Novo Curso: LEM - Liberação Emocional Magnética


"Não é o cérebro que sente emoções, como não é o cérebro que pensa. Nunca dizemos “o meu cérebro sente” nem “o meu cérebro está a pensar”. Somos nós, na totalidade do ser, que sentimos e pensamos. Nós somos mais do que o nosso cérebro. Somos mais do que a nossa mente. Somos uma entidade integral, com uma personalidade multifacetada, onde os pensamentos, as memórias, os sentimentos e as emoções são provocados pelas experiências do viver e moldados pelas nossas relações com os outros". Nelson S Lima

A PARTIR DE 2016 INICIAREMOS MAIS UM CURSO NO ÂMBITO DO BEM ESTAR E INTEGRAÇÃO DA SAÚDE MENTE-CORPO. O EQUILÍBRIO ENTRE AS EMOÇÕES E O CORPO É DE EXTREMA IMPORTÂNCIA PARA ATINGIRMOS O ALÍVIO DE MUITOS PROBLEMAS QUE SURGEM FISICAMENTE. ESTE CURSO, QUE VEM COMO UM COMPLEMENTO A TERAPIA BIO-MAGNÉTICA BUSCA EXTRAIR DO INCONSCIENTE EMOÇÕES QUE, MUITAS VEZES, VEM DESDE O ÚTERO MATERNO OU ATÉ MESMO HERDADAS DE NOSSOS ANTEPASSADOS. O EQUILÍBRIO SEM DÚVIDA ENTRE CORPO E SENTIMENTOS É A BASE PARA SEGUIRMOS ADIANTE EM NOSSAS VIDAS DEIXANDO PARA TRÁS O QUE NÃO NOS PERTENCE.

A emoção por trás da doença

Tudo o que se vive envolve algum tipo de emoção. As doenças são situações que sempre disparam emoções e, muitas vezes, são antecedidas de emoções de tal significância que podem ser tidas como provocadoras da doença. Não se sabe em que nível as emoções participam da geração da enfermidade. Pode ser até que todas as doenças, que não as genéticas, tenham, na sua origem, emoções represadas ou mal solucionadas.

No estado atual dos conhecimentos e das possibilidades de investigação, não é possível garantir quando emoções tiveram papel ativo no desencadeamento de uma doença ou não. Entretanto, fatos circunstanciais levam a acreditar que efetivamente em certas situações estados emocionais específicos tiveram pelo menos uma estreita relação com a doença.

A ligação anatômica das emoções

As emoções podem ser a conexão entre a mente e o corpo, porque as substâncias químicas que controlam nosso corpo e nosso cérebro são as mesmas que participam das emoções, segundo a pesquisadora Candace Pert, descobridora de diversos mensageiros químicos conhecidos como neuropeptídios.

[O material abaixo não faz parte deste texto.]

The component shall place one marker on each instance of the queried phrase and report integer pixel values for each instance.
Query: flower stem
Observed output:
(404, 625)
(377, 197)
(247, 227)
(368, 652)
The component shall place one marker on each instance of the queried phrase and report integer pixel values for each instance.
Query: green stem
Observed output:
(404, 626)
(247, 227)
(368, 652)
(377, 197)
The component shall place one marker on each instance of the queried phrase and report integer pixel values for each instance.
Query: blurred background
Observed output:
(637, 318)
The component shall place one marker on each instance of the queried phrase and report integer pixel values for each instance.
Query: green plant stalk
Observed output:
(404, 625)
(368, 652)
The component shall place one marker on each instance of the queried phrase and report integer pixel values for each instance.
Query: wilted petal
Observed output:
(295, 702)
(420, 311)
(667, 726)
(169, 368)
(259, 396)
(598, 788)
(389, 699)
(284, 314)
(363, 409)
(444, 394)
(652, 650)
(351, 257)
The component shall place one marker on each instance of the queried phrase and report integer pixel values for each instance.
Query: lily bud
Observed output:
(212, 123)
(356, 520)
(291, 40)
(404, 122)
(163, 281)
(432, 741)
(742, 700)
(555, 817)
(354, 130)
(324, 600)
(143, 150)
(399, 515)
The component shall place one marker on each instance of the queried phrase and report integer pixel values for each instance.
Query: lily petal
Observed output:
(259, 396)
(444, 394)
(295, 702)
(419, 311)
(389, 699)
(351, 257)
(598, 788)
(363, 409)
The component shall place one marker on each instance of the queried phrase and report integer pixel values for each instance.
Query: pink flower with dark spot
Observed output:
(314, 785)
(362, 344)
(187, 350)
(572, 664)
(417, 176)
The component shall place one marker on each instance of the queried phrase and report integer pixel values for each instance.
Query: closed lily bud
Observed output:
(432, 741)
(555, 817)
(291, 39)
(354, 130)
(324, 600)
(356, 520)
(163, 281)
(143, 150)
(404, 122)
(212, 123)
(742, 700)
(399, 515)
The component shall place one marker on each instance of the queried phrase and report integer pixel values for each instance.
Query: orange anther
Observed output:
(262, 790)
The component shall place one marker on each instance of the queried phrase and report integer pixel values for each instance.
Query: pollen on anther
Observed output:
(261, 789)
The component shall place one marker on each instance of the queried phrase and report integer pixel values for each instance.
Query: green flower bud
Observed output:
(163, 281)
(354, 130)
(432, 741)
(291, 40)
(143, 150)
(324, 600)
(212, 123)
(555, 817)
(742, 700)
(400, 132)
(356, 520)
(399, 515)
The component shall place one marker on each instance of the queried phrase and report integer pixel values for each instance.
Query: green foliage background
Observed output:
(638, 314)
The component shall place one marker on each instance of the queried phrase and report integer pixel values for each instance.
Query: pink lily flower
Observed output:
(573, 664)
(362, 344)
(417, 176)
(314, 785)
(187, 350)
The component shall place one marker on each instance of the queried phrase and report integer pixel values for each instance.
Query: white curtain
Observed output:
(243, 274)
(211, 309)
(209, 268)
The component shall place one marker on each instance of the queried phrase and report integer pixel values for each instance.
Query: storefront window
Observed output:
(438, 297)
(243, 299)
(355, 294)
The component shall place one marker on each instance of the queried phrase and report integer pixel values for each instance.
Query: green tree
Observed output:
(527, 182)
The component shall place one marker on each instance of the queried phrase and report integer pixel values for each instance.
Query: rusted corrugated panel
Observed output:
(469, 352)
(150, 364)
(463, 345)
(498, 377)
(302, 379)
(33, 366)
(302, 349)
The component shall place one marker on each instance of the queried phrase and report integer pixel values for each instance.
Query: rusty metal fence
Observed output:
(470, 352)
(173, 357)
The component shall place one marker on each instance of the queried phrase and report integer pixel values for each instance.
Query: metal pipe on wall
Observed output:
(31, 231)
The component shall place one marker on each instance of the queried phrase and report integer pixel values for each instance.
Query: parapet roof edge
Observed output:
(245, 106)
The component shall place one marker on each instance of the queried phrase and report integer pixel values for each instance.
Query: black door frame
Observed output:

As áreas do cérebro que controlam as emoções são especializadas – algumas para emoções positivas, como o nucleus accumbens, e outras para emoções negativas, como a amídala.

Dessas áreas, seguem fibras nervosas para o hipotálamo e para o tronco cerebral. Conforme a Dra. Esther Sternberg, diretora do Programa Integrativo Neuroimunológico do Instituto Nacional de Saúde Mental dos EUA, os centros emocionais estão ligados, acima, aos sinais que chegam do ambiente e, abaixo, aos centros motores, tornando-nos aptos a responder aos sinais conforme o estímulo do momento. Dessa maneira, as emoções interferem no funcionamento do organismo.

Quando a boca cala…. o corpo fala!! AMAR pode CURAR

  • O resfriado escorre quando o corpo não chora.

  • A dor de garganta entope quando não é possível comunicar as aflições.

  • O estômago arde quando as raivas não conseguem sair.

  • O diabetes invade quando a solidão dói.

  • O corpo engorda quando a insatisfação aperta.

  • A dor de cabeça deprime quando as duvidas aumentam.

  • O coração desiste quando o sentido da vida parece terminar.

  • A alergia aparece quando o perfeccionismo fica intolerável.

  • As unhas quebram quando as defesas ficam ameaçadas.

  • O peito aperta quando o orgulho escraviza.

  • A pressão sobe quando o medo aprisiona.

  • As neuroses paralisam quando a criança interna tiraniza.

  • A febre esquenta quando as defesas detonam as fronteiras da imunidade.